The new movie is less Kirk dominated than the original series or movies. Spock, Uhura, Chekhov, and Scotty all have their own character arcs. In fact, I'd go so far to say that Spock is the protagonist. There are some charming moments with realistic dialog that have as much to do with character development as they do with moving the plot forward. This movie definitely has an ensemble feel to it. And it's stronger for it.

What struck me most on this second viewing though wasn't the story arc or character development. Rather it's the number of "call backs" or references to the original  series, original movies, other science fiction and fantasy movies, and other action adventure movies that struck me on the second go through. Some of them are so subtle that I missed them the first time around. Some sledgehammer you. Certain time line elements are consistent with the original and others aren't - with events had hadn't yet happened in the original already occurring before this movie started.
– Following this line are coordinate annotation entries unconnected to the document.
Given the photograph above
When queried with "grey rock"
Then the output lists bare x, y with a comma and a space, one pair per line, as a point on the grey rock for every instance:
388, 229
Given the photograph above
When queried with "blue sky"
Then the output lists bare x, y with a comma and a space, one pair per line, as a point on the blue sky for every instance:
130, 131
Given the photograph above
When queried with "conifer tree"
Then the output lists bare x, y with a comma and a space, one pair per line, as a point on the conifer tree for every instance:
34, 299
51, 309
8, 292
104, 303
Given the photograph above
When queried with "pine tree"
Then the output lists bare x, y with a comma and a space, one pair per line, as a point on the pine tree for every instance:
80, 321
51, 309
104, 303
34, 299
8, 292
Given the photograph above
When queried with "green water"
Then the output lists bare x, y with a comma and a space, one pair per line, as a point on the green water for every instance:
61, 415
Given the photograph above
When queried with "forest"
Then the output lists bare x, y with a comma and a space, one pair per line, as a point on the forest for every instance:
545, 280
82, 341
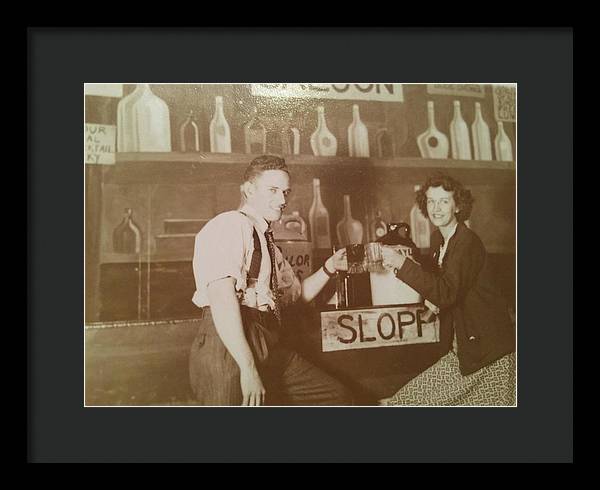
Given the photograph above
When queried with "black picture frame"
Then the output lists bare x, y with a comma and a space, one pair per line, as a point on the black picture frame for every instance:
61, 429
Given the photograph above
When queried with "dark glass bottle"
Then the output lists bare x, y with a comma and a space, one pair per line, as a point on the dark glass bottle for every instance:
127, 236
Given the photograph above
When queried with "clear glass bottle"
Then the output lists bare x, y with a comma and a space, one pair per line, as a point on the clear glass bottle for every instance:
152, 121
318, 218
419, 225
349, 230
358, 136
220, 133
322, 141
126, 123
127, 236
459, 135
379, 227
255, 134
290, 138
432, 143
189, 135
480, 131
502, 145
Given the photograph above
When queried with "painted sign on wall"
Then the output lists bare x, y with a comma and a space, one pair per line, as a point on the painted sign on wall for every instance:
457, 89
376, 327
384, 92
100, 144
104, 89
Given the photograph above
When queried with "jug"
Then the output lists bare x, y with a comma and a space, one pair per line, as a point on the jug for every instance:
291, 237
386, 288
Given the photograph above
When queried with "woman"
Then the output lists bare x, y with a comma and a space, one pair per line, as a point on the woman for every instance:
477, 334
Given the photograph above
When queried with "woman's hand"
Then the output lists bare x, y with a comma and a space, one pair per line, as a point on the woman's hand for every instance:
392, 259
338, 261
253, 390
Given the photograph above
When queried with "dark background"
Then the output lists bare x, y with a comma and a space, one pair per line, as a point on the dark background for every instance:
539, 429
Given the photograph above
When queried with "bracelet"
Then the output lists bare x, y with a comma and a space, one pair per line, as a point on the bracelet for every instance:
330, 274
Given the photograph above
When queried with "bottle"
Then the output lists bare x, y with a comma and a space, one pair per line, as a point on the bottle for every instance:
459, 135
220, 134
386, 146
502, 145
358, 136
322, 141
255, 135
379, 227
482, 143
126, 123
290, 138
153, 125
127, 237
349, 230
432, 143
419, 225
189, 136
318, 219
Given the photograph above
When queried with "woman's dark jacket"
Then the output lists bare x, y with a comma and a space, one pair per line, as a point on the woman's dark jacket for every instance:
464, 290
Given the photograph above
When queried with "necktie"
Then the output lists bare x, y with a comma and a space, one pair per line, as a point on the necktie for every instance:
273, 285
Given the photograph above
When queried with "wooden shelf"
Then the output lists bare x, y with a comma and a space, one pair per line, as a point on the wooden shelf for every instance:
199, 159
114, 258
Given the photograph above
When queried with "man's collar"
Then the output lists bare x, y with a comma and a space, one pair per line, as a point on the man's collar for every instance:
260, 223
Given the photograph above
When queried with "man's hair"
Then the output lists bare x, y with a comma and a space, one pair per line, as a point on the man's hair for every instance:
263, 163
462, 197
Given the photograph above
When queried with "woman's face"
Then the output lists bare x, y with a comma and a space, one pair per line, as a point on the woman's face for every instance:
441, 206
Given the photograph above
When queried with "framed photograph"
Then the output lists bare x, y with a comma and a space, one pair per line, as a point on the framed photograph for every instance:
118, 317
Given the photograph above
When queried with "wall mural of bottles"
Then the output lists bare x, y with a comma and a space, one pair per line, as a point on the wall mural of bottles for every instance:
228, 119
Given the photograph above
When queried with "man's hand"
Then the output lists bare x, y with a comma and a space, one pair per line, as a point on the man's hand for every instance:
391, 257
252, 388
338, 261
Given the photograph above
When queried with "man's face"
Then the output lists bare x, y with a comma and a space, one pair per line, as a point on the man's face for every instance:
441, 206
267, 194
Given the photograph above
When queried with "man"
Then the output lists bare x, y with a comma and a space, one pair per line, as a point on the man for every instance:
242, 282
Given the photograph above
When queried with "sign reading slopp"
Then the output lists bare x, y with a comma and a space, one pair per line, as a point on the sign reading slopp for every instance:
100, 142
376, 327
384, 92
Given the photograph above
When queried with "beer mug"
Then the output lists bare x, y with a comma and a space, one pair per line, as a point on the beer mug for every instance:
355, 254
373, 257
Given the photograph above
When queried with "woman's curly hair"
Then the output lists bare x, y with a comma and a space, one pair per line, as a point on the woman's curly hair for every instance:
462, 197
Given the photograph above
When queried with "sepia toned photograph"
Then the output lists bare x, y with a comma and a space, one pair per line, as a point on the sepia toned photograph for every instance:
300, 244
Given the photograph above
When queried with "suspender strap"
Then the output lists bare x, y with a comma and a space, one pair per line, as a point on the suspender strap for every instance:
256, 254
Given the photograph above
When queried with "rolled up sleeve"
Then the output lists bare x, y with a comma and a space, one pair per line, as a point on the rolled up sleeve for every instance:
219, 252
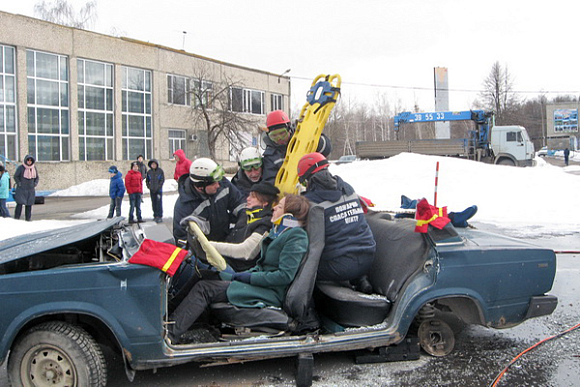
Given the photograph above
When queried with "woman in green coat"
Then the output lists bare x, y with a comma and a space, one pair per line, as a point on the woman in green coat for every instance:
263, 285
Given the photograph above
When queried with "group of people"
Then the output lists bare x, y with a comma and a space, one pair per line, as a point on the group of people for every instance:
263, 251
133, 185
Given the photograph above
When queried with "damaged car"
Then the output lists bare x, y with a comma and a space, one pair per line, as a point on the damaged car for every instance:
67, 293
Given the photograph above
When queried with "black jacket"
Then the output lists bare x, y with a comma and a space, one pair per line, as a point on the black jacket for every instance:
155, 178
220, 210
242, 183
346, 229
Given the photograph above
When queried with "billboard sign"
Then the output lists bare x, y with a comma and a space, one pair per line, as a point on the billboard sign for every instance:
566, 121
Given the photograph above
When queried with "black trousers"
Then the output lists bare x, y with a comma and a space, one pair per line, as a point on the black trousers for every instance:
346, 268
204, 293
27, 212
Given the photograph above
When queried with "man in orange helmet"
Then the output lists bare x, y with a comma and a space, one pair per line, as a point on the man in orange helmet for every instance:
279, 133
349, 245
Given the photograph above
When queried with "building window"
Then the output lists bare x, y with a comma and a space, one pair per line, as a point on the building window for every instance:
277, 101
48, 110
7, 104
176, 141
137, 119
247, 101
202, 90
177, 88
95, 114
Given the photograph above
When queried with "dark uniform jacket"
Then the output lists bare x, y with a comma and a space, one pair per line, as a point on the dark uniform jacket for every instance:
219, 210
346, 229
155, 178
117, 187
242, 183
25, 188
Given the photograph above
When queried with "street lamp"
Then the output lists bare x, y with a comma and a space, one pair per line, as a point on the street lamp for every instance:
284, 73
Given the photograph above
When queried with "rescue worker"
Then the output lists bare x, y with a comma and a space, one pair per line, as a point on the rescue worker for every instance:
279, 133
241, 247
210, 198
250, 172
264, 285
349, 246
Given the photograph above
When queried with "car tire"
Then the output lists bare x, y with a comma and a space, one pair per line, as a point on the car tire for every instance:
57, 354
507, 162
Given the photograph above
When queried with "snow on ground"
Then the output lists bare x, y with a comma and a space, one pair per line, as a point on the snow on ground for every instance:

One moment made me groan and giggle even though I'm sure that's not the emotion the writer was hoping to evoke. There's paraphrasing of a quote from The Princess Bride. And a tribble.

What takes a story from "good" to "memorable"/ "fantastic?" It has to captivate us, has to have characters we want to root for, and a few we want to fail.  It also needs to hook into our collective unconscious - our shared experiences. My sons, who didn't catch most of the references, loved it. My husband who sort of watched the original series and liked it, but didn't love it (I know. And I still married him, go figure) enjoyed the movie, and caught a lot of the references. I completely geeked out, and spent the closing credits (with the other twenty people still in the theatre - not my husband or sons) talking about the call back moments.

The ability to appeal to a multi-generational audience makes for big sales. It's also the hallmark of good story telling. Dave Farland/ Wolverton talks about building resonance into your stories in his seminars and Million Dollar Outlines and Drawing on the Power of Resonance in Writing.  Into Darkness \excels at resonance. It's well worth learning from. If you're the kind who doesn't want to take a notepad into the movie, wait until it comes out in electronic format or video. It's well worth the effort of analyzing it for the references to other works or events it makes. Also, if you haven't checked out Dave's books, I highly recommend that since he does a much better job at explaining resonance than I do.

2 comments:

FrankMorin said...

Great post, Nancy. I'll have to watch it again and look for more of those resonances.

Nancy DiMauro said...

Thanks Frank. Glad you enjoyed the post.